A John Calhoun lived near the Maryland border in Hanover Township also in the part of Lancaster County that became York County. He died in 1749 and may be related to John of Chester/York. He was possibly the grandfather of Sarah, David and William (III) Calhoun who acquired land patents in what became Beaver County after the Revolution. He might conceivably also be related to a John Calhoun of Maryland who acquired large plantations in Washington and Fayette Counties at the Western frontier around the time of the Revolution.
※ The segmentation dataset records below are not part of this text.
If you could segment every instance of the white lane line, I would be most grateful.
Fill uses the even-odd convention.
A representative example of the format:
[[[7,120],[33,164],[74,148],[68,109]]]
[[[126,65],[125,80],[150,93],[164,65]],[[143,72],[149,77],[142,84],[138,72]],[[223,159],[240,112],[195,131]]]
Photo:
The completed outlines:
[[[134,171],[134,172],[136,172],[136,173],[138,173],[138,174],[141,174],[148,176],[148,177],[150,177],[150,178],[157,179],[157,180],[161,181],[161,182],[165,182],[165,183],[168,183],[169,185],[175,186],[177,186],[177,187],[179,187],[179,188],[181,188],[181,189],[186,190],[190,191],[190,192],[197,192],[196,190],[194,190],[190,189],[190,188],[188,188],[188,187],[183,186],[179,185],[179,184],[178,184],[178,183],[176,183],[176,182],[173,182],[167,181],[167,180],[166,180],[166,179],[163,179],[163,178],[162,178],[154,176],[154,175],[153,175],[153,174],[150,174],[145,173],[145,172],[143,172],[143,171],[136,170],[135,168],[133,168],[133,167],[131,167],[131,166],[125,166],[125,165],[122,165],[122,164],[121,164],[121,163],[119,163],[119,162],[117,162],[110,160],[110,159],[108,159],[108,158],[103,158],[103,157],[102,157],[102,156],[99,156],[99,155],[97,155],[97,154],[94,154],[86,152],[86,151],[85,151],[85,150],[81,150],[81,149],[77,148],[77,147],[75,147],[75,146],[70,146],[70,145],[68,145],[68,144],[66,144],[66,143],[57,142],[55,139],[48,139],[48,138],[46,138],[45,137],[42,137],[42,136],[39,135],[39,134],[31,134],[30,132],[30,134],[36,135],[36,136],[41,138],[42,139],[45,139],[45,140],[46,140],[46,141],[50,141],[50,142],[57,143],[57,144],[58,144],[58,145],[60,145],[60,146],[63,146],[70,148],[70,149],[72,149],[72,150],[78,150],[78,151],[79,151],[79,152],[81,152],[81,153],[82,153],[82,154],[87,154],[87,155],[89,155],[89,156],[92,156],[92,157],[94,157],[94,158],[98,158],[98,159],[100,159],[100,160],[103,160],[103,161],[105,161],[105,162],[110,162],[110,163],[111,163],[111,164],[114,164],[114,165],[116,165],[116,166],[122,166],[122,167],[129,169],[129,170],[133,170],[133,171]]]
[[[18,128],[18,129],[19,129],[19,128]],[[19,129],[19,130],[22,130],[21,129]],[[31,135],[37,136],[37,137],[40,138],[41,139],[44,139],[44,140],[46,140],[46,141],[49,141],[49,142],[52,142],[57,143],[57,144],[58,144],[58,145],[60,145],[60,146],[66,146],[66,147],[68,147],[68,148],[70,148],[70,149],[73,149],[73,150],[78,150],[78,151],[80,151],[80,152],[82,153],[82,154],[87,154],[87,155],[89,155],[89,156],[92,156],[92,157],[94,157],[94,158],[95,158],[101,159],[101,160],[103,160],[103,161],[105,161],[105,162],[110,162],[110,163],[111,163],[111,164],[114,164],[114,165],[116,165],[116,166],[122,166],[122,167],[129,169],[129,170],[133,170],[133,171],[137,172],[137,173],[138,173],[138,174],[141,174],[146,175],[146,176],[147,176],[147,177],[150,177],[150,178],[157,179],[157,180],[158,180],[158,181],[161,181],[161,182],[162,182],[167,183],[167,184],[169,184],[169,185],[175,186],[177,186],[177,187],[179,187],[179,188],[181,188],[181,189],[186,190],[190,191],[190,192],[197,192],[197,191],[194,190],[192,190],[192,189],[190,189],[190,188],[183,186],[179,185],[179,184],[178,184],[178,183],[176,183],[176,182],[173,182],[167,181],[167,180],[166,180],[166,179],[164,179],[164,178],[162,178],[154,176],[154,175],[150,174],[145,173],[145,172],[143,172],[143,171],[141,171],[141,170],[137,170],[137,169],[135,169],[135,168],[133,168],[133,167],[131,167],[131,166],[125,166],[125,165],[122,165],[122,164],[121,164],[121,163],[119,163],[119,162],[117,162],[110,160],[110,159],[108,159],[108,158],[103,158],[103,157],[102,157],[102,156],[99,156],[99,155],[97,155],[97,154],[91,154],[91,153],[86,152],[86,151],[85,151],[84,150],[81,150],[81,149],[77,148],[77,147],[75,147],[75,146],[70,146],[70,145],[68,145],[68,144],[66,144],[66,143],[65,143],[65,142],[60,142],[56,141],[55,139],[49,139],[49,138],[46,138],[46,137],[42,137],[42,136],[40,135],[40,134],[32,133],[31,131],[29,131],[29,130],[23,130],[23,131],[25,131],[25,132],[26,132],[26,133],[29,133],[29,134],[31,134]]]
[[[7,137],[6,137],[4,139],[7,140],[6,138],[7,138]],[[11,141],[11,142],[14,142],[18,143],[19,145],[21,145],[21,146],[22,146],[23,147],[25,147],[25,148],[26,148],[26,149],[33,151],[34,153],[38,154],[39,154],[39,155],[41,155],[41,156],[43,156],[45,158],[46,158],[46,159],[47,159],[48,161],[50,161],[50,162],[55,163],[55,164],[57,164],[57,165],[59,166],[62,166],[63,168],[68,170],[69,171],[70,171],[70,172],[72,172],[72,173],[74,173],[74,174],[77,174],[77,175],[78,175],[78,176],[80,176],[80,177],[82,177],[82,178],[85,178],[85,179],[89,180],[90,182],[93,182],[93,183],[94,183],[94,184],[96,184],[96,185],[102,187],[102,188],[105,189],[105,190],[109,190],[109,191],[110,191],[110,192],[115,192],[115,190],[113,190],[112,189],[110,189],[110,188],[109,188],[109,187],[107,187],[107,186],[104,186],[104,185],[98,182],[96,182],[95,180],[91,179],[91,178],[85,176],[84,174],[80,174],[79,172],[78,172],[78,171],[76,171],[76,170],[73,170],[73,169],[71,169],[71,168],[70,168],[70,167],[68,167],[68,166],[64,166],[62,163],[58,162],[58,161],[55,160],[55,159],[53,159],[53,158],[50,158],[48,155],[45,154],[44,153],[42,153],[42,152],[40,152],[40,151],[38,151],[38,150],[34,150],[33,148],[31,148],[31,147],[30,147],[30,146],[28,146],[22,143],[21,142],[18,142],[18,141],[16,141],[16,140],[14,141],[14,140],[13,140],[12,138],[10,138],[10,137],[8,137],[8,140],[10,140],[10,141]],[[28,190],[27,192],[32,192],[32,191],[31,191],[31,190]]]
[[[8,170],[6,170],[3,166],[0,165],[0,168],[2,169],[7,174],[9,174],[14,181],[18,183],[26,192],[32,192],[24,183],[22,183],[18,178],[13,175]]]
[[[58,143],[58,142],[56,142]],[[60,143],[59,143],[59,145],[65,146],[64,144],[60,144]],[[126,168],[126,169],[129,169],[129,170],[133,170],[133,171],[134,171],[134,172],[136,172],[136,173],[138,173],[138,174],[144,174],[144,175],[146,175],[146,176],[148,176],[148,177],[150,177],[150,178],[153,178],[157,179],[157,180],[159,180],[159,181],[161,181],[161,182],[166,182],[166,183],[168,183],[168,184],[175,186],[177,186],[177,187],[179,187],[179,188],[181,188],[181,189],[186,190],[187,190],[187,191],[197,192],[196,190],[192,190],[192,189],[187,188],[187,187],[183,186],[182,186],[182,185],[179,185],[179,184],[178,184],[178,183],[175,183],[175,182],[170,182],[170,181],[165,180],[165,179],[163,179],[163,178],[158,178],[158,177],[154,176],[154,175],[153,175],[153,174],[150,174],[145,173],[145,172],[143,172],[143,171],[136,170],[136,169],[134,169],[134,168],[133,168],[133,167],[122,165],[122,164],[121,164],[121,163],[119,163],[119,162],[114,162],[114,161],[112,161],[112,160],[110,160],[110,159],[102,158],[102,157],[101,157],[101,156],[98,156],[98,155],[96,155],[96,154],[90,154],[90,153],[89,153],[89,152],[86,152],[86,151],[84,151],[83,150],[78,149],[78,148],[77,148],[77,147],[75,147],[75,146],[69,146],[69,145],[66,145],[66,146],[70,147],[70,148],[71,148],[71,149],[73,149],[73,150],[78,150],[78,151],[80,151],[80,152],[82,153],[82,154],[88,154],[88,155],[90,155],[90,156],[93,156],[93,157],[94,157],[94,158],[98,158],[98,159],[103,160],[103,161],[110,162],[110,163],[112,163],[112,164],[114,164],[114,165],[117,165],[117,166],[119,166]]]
A second wave of Calhouns who seem to be related to the Cumberland and York County Calhouns by location and associated family surnames, came directly to western Pennsylvania just before the Revolution. A William Calhoun is believed to have settled on the Ohio River at Shippingport by 1776. The family farm is now the Shippingport Nuclear Power Plant.
An Andrew Colquohoun, son of William and Janet Hamilton Colquohoun and great-grandson of a Samuel Colquohoun, was born at Manor Cunningham in Rye Donegal in 1764. Andrew’s brothers are said to have emigrated to Pennsylvania during the Revolution. Suppose these brothers included William of Shippingport or Johnston’s mythical brother or brother-in-law, Samuel? This Andrew descended from the Colquohouns of Cunningham Manor, Rye Donegal who descend from Sir John Colquohoun the brother of Adam of Donegal. Andrew also claimed to be a cousin of John C. Calhoun.